1. These two Criminal Appeals are by A-2 to A-5 in the trial court and they call in question their conviction and sentence passed in respect of Sections 120-B and 420 of the I.P.C.

2. Criminal Appeal No.457/2004 is by A-2, A-4 and A-5 and I have heard learned senior counsel Shri C.V. Nagesh for the appellants and learned counsel Shri C.H. Jadhav for the respondent-C.B.I Crl. A.490/2004 is by A-3.

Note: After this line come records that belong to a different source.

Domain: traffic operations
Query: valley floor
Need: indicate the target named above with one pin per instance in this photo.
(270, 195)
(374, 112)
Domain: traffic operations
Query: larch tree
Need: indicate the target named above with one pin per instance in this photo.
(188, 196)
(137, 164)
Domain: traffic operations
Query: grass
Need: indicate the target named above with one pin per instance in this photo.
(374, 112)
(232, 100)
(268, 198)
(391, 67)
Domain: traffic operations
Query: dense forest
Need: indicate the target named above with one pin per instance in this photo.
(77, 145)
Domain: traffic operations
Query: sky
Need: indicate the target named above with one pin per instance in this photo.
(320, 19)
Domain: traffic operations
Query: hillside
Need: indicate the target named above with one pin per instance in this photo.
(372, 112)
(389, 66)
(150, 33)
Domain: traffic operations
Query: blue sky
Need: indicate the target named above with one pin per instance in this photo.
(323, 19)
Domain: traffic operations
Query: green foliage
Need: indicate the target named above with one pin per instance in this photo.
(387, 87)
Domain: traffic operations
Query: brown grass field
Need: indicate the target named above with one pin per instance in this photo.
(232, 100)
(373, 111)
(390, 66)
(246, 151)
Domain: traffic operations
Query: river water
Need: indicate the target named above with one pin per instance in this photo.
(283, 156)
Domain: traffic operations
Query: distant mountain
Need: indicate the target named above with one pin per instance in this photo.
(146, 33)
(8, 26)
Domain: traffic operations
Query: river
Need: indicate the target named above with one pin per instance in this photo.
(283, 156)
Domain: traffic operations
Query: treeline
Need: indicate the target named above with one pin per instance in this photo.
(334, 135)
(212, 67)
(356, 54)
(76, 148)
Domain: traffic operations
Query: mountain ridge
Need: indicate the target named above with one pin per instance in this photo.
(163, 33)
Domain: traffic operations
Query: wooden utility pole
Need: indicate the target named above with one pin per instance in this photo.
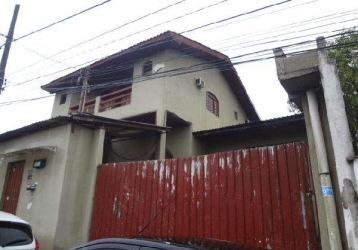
(81, 106)
(7, 47)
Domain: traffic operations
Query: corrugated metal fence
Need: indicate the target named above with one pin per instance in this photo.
(258, 197)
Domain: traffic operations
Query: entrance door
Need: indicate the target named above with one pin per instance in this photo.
(12, 187)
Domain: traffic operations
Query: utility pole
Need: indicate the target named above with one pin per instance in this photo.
(7, 47)
(81, 106)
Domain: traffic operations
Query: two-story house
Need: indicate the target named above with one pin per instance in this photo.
(168, 80)
(150, 101)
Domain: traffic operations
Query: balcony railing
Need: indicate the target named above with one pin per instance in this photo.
(107, 102)
(89, 107)
(115, 99)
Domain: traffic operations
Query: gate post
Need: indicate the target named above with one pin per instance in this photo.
(314, 72)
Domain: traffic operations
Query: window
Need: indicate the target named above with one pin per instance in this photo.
(63, 99)
(147, 68)
(212, 103)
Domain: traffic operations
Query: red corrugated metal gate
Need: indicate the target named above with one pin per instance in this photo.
(258, 197)
(12, 187)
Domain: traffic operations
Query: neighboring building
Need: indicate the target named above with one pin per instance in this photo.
(166, 97)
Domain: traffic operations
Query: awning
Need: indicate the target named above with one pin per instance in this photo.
(32, 150)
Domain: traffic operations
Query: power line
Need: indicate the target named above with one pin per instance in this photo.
(59, 21)
(201, 69)
(223, 48)
(130, 65)
(116, 69)
(104, 33)
(236, 16)
(174, 19)
(200, 66)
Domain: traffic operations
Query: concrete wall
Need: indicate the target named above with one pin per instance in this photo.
(177, 94)
(41, 207)
(135, 149)
(232, 141)
(85, 153)
(183, 98)
(59, 210)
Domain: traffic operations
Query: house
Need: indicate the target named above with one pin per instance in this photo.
(166, 97)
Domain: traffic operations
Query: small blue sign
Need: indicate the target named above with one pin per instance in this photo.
(327, 191)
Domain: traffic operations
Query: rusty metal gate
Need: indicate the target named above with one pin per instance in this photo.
(258, 197)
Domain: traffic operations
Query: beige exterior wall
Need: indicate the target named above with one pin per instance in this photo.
(136, 149)
(177, 94)
(59, 209)
(182, 97)
(41, 207)
(85, 153)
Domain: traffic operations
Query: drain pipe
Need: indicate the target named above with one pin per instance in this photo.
(324, 173)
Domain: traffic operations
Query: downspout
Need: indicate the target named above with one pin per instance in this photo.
(324, 173)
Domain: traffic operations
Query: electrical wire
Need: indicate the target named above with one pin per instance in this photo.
(57, 22)
(117, 70)
(201, 69)
(137, 157)
(104, 33)
(174, 19)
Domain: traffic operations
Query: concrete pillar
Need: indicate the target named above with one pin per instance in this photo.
(162, 138)
(324, 172)
(96, 105)
(341, 142)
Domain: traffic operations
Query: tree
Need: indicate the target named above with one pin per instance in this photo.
(293, 109)
(345, 52)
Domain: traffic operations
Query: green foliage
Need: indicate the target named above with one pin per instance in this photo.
(293, 109)
(346, 56)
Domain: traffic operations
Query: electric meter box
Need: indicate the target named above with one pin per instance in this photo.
(39, 163)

3. The case of the prosecution in short is that, A-2 to A-5 entered into a criminal conspiracy with A-1 (whose case was split up and charge sheet was submitted only against A-2 to A-5) and during March 1991, appellants A-2 to A-5 availed cash credit facility to the extent of Rs.1,00,000/- each in respect of 14 units and thereby caused wrongful loss to the State Bank of Travancore to the extent of Rs.22,09,435.40 as this was the amount which was outstanding from all the fourteen accounts which had been opened by the accused A-2 to A-5 in the names of (1) Venus Electronics, (2) Reliance Electronics, (3) Esquire Chitra Video Casette Services, (4) Maruthi Agencies, (5) Spencer Enterprises, (6) Audio International Industries, (7) Excel Electronics, (8) Brindavan Enterprises, (9) Safari Enterprises, (10) Singer Audio Casette Manufacturing Company, (11) Top Video, (12) Sun Enterprises, (13) Best Video, and (14) Welcome Video, and the said accounts were also found opened by putting the signatures of different fictitious persons viz., Miss Farzea Haseena, S.K. Shah, Alfaq Ali, Miss. I.K. Parshana Shah, Safiulla, I.K.Saif Ali Shah and Aziz Khan respectively.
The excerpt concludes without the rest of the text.